Aligning partnerships with cultural values is also important to BBI, Dr. Southwell said, adding there’s been greater openness in the private sector recently to create these partnerships, but “strong lines” must sometimes be held.

“One of the big things for us is a cultural awareness and a cultural sensitivity, which, after the last year with George Floyd, is at an elevated level,” Dr. Southwell said. “You also want to make sure the organizations you’re working with understand what it means to be Black-led and Black-serving.”

Mr. Burgesson led the first two sessions of the Boost program – on leadership and purpose-driven business.

Creating an inclusive ecosystem

Mr. Burgesson says his work with Senator Colin Deacon, a veteran Nova Scotia entrepreneur, played a huge role in his understanding of “what the ecosystem needs to look like.” Mr. Deacon says inclusive entrepreneurship is central to Canada’s collective prosperity and Mr. Burgesson has helped him understand that.

“I’ve been troubled when I hear people only thinking about inclusivity and equity as being a social issue, not an economic issue,” Mr. Deacon said in an interview. “I just find that [to be] a limiting perspective, especially when you consider, in Canada, the tiny percentage of corporate board members and executive suite members who are racialized in this country.”

He said the result is a lack of perspective around the table, adding that government needs to listen to groups such as BBI to understand what really is needed and “funnel support through to them.”

Dr. Harvi Millar, the author of the BBI study, said a sector strategy focused on the specific needs of Black-owned businesses is needed at the federal and provincial levels to address the systemic barriers facing those businesses.
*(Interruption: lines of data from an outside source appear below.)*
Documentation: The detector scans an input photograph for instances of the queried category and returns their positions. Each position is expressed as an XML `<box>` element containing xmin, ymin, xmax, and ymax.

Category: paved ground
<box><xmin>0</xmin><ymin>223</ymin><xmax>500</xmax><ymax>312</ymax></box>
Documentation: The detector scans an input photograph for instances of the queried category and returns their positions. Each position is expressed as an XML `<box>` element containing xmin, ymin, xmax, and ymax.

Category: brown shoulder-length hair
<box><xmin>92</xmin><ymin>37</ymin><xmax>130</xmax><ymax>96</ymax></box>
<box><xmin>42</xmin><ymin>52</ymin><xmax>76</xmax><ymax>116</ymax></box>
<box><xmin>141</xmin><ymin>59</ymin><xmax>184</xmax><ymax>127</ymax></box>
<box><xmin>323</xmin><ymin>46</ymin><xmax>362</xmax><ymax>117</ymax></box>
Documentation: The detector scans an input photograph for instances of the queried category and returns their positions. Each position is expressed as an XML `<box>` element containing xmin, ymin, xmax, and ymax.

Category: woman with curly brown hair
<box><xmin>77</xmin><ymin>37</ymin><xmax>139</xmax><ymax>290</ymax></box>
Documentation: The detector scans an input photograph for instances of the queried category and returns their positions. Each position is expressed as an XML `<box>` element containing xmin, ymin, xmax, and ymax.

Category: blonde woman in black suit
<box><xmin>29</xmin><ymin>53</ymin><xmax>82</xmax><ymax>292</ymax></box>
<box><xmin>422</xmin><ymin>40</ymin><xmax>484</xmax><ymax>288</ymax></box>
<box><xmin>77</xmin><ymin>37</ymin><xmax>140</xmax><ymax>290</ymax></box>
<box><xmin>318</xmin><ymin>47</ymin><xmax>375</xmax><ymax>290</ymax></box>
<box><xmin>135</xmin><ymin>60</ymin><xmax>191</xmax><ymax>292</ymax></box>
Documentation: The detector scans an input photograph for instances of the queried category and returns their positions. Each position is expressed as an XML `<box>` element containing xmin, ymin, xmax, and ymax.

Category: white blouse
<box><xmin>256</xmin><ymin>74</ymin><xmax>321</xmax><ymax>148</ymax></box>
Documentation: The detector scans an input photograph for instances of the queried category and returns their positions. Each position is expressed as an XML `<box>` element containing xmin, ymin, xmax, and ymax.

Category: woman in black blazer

Indigenous-owned businesses, Mr. Googoo said, need more exposure to reputable Indigenous development partners, such as Ulnooweg, so they feel comfortable applying to programs that can increase their capacity.

Mr. Burgesson’s next step is to find ways to get more Black and Indigenous youth involved in STEM programs. He says it starts with having “successful Black, Indigenous or people of colour who are in entrepreneurship” because, ultimately, “you can’t be what you can’t see.”